Liu Tao, Zhao Jumei, Tian Ling, Wei Yuquan, Liang Chuanyu
Department of Otorhinolargngology, West China Hospital, Sichuan University, Chengdu 610041, China.
Sheng Wu Yi Xue Gong Cheng Xue Za Zhi. 2006 Dec;23(6):1289-93.

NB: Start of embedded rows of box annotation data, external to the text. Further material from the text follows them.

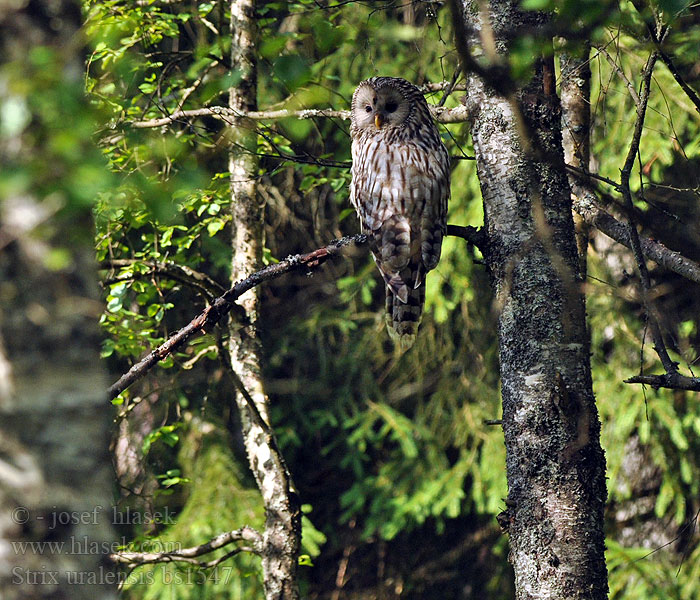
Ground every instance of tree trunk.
[455,0,607,600]
[0,0,117,600]
[229,0,301,600]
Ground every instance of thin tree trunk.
[0,0,117,600]
[454,0,607,600]
[229,0,301,600]
[559,42,591,281]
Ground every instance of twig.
[620,51,678,373]
[625,372,700,392]
[632,0,700,113]
[595,46,641,108]
[572,181,700,283]
[109,525,262,568]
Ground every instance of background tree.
[86,2,698,598]
[0,1,118,600]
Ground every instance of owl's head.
[350,77,416,132]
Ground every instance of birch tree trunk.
[0,0,117,600]
[453,0,607,600]
[229,0,301,600]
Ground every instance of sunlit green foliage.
[83,0,700,599]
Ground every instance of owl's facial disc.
[353,85,409,130]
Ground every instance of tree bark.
[229,0,301,600]
[559,43,591,281]
[0,0,118,600]
[454,0,607,600]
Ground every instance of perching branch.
[109,525,262,568]
[129,106,474,129]
[107,235,366,399]
[107,225,482,399]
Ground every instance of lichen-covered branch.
[107,235,366,399]
[129,105,467,129]
[109,526,262,568]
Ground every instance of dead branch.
[107,225,482,400]
[572,181,700,283]
[130,105,467,129]
[109,525,262,568]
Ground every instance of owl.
[350,77,450,350]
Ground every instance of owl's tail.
[385,281,425,351]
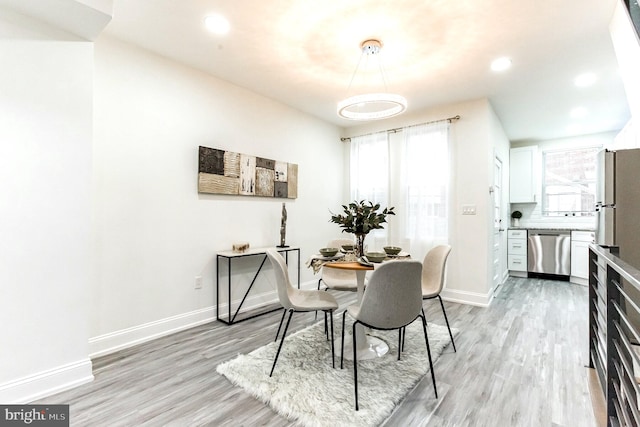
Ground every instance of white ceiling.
[105,0,629,141]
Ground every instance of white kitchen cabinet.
[509,146,538,203]
[507,230,527,277]
[570,231,595,285]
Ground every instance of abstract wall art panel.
[198,147,298,199]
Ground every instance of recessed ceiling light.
[491,57,511,71]
[569,107,589,119]
[204,14,230,34]
[573,73,597,87]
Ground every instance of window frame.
[540,145,602,218]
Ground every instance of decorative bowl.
[320,248,339,257]
[384,246,402,255]
[364,252,387,262]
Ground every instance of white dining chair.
[267,249,338,376]
[422,245,457,351]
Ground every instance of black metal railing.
[589,245,640,426]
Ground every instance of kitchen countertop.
[509,226,596,231]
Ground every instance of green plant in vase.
[331,200,396,256]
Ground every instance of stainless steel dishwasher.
[527,230,571,277]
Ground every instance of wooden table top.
[324,262,373,270]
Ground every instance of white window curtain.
[350,132,391,249]
[351,121,451,260]
[397,121,451,259]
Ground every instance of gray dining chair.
[267,249,338,376]
[422,245,457,351]
[340,261,438,411]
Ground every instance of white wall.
[507,132,616,229]
[609,0,640,134]
[488,107,510,294]
[344,99,507,305]
[90,37,344,354]
[0,30,93,403]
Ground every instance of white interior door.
[491,156,504,295]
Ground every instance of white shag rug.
[217,316,457,427]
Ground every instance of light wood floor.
[42,278,595,427]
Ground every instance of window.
[351,122,450,259]
[542,147,599,216]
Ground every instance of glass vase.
[355,234,367,258]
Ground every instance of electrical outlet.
[462,205,476,215]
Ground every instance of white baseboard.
[440,289,492,307]
[89,281,317,358]
[0,358,93,404]
[569,276,589,286]
[89,307,216,359]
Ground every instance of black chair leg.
[420,316,438,399]
[351,322,358,411]
[324,311,329,340]
[269,310,293,376]
[340,310,347,369]
[273,308,287,342]
[315,278,328,320]
[329,310,336,369]
[438,295,457,351]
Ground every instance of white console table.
[216,246,300,325]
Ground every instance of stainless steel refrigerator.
[596,148,640,269]
[596,149,640,329]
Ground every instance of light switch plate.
[462,205,476,215]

The purpose of this study was to clone human HSP90beta cDNA and construct its eukaryote expression vector . The total RNA was isolated by TRIzol Reagent (Invitrogen) from human NPC and its cDNA was gained by RT-PCR. The purified RT-PCR products and PGEM-T Easy Vector were ligated and transformed into XL1-blue E. coli bacteria. The white clones were selected and the plasmid was purified, which was further identified by double enzyme digestion and sequenced. PGEM-hHSP90beta and pcDNA3.1(+) DNA were digested by AflII and Xbal respectively. After purification, the two fragments obtained were ligased by using T4 DNA ligase (Fermentas). This recombinant DNA was then transformed into E. coli Competent Cells XL1-blue and positive clones were selected on the LB agarose plate containing Ampr (100 microg/ml). Single clones were identified by double digestion with AflII and Xbal, and two fragments with the size 5.4 kb and 2.1 kb were produced as expected. The hHSP90beta gene was successfully inserted into the eukaryote expression vector pcDNA3.1(+) by the recombination technique in vitro.
本研究的目的是克隆人HSP90β cDNA并构建其真核表达载体。采用TRIzol试剂(Invitrogen公司)从人鼻咽癌组织中提取总RNA,通过RT-PCR获得其cDNA。将纯化的RT-PCR产物与PGEM-T Easy载体连接,转化至XL1-blue大肠杆菌中。挑选白色菌落,提取质粒,通过双酶切和测序进一步鉴定。分别用AflII和Xbal酶切PGEM-hHSP90β和pcDNA3.1(+) DNA。纯化后,用T4 DNA连接酶(Fermentas公司)将获得的两个片段连接起来。然后将该重组DNA转化至大肠杆菌感受态细胞XL1-blue中,在含有氨苄青霉素(100μg/ml)的LB琼脂平板上筛选阳性克隆。通过用AflII和Xbal双酶切鉴定单克隆,预期产生大小为5.4 kb和2.1 kb的两个片段。通过体外重组技术成功地将hHSP90β基因插入真核表达载体pcDNA3.1(+)中。